What would you say? Not wanting to reveal her to everyone else if she was trying to hide, I leaned in and spoke quietly…
“Excuse me. I’m not saying you are, but you really look an awful lot like Kesha’s Mom.. I’ve thought about it a lot and if you are I would want to tell you something. So, again not saying that you are or are not, and you don’t have to answer either way, but if you were I would want to tell you that ‘you must be very proud of her right now’”.
As you may have guessed, she laughed. Others have mentioned it and they do share some of the same features, but she was “not Kesha’s mom.”
I laughed too and told her that I had to take that chance. She asked if I’d heard of Herman’s Hermits. I sang the chorus of Henry VIII. She’s going to see them and the tickets are much less than the Barry Manilow tickets she also priced. I showed her pictures of my daughter and didn’t tell her that the photo came from the Kesha article I submitted on Vexteo earlier in the week. I’m still not convinced it isn’t her, or perhaps her aunt or something.
Kesha walks in and the party starts.

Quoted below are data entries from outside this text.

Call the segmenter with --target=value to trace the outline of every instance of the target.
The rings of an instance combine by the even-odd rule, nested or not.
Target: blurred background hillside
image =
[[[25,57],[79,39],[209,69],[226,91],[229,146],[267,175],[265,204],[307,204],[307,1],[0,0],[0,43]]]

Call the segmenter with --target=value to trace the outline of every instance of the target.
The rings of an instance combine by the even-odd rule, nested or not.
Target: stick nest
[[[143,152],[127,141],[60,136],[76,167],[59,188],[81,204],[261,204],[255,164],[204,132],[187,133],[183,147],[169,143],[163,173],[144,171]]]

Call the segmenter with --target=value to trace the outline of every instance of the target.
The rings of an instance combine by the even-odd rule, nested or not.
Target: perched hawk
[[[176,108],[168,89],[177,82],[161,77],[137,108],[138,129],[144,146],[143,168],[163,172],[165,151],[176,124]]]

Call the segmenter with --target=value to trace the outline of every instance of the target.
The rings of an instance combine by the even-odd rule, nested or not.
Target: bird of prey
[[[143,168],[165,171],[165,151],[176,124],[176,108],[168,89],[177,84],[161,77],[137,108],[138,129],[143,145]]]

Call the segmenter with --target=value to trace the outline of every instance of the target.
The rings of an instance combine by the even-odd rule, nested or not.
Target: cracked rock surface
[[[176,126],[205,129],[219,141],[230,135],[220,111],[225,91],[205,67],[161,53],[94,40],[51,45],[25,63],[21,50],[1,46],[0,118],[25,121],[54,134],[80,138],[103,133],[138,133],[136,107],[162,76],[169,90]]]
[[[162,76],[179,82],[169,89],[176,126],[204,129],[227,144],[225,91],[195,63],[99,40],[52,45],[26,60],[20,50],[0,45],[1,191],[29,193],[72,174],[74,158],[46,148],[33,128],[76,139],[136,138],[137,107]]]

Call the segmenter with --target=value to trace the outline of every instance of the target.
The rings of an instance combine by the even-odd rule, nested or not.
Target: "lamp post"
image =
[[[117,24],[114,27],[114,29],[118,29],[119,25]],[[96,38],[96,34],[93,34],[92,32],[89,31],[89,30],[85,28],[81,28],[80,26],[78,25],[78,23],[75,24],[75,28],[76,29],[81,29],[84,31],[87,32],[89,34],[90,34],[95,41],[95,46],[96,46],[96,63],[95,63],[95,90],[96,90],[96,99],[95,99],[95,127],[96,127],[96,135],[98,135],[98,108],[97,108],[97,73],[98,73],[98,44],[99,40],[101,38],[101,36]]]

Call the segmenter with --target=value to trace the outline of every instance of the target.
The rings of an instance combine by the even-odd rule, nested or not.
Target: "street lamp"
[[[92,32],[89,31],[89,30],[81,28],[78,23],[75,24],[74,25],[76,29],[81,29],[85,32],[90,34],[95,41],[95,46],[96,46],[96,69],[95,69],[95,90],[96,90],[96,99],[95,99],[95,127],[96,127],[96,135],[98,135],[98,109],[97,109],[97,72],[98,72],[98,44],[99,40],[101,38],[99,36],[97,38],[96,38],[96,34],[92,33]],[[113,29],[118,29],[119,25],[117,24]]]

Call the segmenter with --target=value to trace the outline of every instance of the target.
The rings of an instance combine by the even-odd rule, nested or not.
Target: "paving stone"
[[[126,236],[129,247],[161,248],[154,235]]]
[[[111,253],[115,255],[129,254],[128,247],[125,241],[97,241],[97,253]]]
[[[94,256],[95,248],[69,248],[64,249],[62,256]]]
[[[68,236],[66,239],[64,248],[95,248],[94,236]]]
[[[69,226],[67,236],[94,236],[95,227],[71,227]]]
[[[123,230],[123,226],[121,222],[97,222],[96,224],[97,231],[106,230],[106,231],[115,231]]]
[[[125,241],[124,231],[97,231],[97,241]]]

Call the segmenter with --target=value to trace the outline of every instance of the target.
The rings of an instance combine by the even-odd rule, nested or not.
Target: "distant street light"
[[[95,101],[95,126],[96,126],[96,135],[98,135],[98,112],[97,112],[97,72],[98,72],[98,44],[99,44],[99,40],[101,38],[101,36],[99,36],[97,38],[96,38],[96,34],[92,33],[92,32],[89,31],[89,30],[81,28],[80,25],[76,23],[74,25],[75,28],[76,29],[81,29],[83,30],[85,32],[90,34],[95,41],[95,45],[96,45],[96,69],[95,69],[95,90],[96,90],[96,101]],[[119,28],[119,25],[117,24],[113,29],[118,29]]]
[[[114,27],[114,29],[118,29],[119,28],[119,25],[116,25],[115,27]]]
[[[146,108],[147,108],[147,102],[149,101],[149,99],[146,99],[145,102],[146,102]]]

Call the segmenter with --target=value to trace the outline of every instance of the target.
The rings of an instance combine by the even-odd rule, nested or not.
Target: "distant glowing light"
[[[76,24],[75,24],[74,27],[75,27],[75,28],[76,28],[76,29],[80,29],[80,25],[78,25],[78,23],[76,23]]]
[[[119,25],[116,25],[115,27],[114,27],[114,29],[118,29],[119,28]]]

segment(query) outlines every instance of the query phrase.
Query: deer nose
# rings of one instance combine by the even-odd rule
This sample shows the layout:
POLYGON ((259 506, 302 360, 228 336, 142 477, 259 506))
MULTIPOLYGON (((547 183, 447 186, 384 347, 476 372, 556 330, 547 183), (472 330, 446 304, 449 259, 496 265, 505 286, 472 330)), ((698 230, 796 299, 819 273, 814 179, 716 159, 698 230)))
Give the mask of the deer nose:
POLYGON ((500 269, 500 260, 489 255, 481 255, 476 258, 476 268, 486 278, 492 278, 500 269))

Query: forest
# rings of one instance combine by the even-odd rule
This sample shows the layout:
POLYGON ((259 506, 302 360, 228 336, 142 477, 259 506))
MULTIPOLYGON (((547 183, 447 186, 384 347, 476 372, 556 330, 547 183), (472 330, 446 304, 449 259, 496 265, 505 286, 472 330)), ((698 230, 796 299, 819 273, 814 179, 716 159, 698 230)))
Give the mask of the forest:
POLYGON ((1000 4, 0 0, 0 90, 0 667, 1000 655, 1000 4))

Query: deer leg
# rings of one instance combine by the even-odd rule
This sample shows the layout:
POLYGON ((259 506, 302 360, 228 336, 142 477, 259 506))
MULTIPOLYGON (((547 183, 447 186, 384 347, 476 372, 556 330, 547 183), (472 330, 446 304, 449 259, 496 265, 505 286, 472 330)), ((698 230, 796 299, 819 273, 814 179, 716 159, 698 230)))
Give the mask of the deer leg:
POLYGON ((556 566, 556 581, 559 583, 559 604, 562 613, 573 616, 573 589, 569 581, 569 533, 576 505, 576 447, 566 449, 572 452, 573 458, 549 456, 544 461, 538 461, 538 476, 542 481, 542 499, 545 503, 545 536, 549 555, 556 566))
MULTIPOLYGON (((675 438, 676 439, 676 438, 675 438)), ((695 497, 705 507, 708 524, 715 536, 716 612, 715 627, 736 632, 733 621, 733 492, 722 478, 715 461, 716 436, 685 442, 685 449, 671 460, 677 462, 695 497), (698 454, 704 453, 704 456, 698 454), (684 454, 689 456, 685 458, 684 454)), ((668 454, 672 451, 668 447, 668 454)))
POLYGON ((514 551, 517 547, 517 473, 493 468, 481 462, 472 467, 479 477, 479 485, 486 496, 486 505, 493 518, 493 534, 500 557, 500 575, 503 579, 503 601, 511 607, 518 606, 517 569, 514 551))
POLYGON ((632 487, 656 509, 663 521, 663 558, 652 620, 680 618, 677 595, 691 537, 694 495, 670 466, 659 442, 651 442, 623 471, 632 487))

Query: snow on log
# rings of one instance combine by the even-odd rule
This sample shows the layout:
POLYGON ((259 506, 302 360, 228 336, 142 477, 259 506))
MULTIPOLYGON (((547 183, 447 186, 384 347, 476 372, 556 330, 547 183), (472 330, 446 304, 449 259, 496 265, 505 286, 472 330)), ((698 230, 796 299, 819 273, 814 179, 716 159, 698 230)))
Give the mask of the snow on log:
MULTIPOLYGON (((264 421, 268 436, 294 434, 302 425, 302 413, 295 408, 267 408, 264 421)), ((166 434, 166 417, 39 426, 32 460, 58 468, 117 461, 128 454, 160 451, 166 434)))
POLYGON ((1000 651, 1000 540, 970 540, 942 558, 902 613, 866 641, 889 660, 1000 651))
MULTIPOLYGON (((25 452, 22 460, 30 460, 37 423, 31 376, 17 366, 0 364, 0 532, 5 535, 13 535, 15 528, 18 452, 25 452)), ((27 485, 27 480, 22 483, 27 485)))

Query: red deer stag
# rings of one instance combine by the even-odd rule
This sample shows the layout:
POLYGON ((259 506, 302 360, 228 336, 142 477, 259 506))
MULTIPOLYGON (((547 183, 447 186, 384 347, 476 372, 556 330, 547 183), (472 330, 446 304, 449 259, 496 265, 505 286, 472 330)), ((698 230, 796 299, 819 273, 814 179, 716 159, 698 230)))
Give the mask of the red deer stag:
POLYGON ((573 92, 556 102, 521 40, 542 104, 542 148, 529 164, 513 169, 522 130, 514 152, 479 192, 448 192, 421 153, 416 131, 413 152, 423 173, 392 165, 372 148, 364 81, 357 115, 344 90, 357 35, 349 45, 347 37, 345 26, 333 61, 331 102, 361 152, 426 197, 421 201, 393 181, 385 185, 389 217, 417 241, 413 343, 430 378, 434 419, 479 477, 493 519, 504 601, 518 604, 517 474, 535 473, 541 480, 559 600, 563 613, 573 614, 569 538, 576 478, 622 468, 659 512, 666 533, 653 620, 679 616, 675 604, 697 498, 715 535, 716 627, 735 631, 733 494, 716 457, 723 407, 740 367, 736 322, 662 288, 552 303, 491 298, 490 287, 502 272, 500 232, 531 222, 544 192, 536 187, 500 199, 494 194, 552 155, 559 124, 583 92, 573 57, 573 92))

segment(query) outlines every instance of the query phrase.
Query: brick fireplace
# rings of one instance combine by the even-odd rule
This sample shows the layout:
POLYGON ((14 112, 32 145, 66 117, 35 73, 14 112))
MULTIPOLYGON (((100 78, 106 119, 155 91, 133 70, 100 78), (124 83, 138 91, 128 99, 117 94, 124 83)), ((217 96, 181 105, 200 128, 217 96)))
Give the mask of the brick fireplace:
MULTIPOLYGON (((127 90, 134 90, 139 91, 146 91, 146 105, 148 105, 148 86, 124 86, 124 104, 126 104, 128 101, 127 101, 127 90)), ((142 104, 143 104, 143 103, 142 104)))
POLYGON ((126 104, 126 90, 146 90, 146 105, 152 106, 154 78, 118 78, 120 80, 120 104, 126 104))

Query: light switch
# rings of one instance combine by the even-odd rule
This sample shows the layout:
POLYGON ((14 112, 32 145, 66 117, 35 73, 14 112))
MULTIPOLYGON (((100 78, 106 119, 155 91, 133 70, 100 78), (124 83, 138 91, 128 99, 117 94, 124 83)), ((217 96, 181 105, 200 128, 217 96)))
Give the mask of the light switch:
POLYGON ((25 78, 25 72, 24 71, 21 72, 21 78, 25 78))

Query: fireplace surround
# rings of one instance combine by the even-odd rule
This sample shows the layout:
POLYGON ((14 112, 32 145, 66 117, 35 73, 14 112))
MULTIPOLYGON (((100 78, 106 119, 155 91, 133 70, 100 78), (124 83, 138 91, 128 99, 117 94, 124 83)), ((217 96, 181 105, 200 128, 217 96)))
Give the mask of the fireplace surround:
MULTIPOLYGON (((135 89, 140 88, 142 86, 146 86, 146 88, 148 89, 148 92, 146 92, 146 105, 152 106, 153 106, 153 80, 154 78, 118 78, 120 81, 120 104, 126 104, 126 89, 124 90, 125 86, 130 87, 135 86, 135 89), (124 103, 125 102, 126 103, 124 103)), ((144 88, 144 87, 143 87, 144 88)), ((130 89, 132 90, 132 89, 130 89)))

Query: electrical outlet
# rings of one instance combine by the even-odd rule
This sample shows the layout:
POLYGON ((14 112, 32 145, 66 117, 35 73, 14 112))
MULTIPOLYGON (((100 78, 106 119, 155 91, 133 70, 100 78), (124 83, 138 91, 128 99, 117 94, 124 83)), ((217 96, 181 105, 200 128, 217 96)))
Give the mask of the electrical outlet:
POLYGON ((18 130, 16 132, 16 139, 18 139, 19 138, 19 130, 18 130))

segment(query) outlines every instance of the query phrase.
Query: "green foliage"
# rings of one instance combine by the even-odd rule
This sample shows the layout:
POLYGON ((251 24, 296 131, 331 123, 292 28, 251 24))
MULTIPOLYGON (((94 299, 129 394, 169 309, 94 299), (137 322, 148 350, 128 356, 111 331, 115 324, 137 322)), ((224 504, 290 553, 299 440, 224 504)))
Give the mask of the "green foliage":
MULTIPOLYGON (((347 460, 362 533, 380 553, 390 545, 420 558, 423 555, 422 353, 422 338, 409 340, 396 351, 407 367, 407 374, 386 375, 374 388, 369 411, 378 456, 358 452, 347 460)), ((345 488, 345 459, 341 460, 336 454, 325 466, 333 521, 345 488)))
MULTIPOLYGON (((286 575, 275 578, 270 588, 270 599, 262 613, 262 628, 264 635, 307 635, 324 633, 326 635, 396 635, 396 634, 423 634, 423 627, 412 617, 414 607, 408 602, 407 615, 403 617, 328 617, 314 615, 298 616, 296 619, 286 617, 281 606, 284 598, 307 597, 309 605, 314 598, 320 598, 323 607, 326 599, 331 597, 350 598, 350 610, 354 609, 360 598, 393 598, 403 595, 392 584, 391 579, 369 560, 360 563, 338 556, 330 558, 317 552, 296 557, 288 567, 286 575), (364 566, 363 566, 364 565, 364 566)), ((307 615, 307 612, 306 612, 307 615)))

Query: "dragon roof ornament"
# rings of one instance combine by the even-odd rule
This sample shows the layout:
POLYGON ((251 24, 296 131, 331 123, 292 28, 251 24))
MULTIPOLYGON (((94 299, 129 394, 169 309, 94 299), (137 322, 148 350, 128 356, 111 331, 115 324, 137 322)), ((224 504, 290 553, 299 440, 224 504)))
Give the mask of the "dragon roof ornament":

The crowd has been waiting for this and so have I. She opens with the power song Woman with the middle finger on both hands held up high for the world to see.
I stand up with the rest of the crowd, singing and dancing through her entire performance. Most every song on Rainbow was represented as well as several of her standards. She shot glitter out of a glitter gun and covered the audience. Taking time to comment on something a fan said to her in front of the stage and signing what looked like CD liners for craving fans, Kesha is in touch with her Animals.
Not-Keshas-mom stood occasionally too and enjoyed the show. I clapped especially loud after Godzilla not just because I love the song, but because I know who wrote it too.
She left before the end of the concert and I didn’t get to say goodbye to not-Keshas-mom.
So, to Keshas-real-mom, wherever and whoever you are, know this from one parent to another… You did good. Thank you.